Savings at home, wasteful at the office. The virtuous compartments that save on energy bill and helping the environment seem like a custom in the home, much less if someone else pays the bill, even if it is the one who gives us (yet for the moment at least) a salary.
To reveal it is the research entitled Telework for the Earth made online by the company uSamp on behalf of the company TeamViewer, manufacturer of software for remote control and online meetings. It is true that we are talking about the United States (the research involved 500 American employees over the age of 18), but who puts his hand on fire to say that it is different from us?
Given the client's activity, the purpose of the research was to evaluate L'impact of working from home on the environment, highlighting the favorable aspects if possible. An approach that does not deprive the collected data, which proved to be rich in even curious food for thought.
For example, it has emerged with great evidence that the vast majority of Americans declare that they adopt at home, but not in the workplace, the necessary measures, also and sometimes only accessories for the environmental sustainability, the recycling and the conservation of available resources.
Simple behaviors, which most of the time do not involve effort and depend only on common sense. For example, turning off the lights when you are not inside a room (74% of respondents do it at home, in the office in your opinion?) Or preparing lunch by yourself (60%), turning down heating and air conditioning ( 56% at home, and in the office ???), print in minimal quantities (53%, in the office we don't talk about it ...), turn off the computer at night (50%), recycle (39%), prefer tap water to that in the bottle (34%).

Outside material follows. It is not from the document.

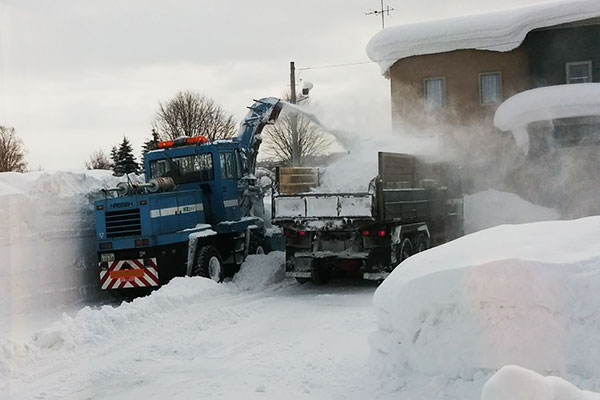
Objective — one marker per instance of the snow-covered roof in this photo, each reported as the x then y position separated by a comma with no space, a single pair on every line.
501,31
544,104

According to the survey, working from home also translates into one consumption reduction of the planet's resources, a consequence of daily more virtuous behaviors. Most Americans report using less printer paper, less electricity, fewer highlighters and fewer pencils; even shower water is consumed overall less, and the consumption of painkillers decreases.
Research data Telework for the Earth show that employees save money (and not a little) by working from home. 42% say they save between $ 1 and $ 20, 38% between $ 21 and $ 40, 19% over $ 40, and a further 6% say they save more than $ 80 a day.
But how much do environmental concerns affect the chief's decision on whether or not to allow the telework? The numbers are surprising: 42% of respondents say that interest in the planet weighs heavily or very heavily in choosing the boss, while 62% declare that it weighs quite a lot. Could it be the beginning of something new?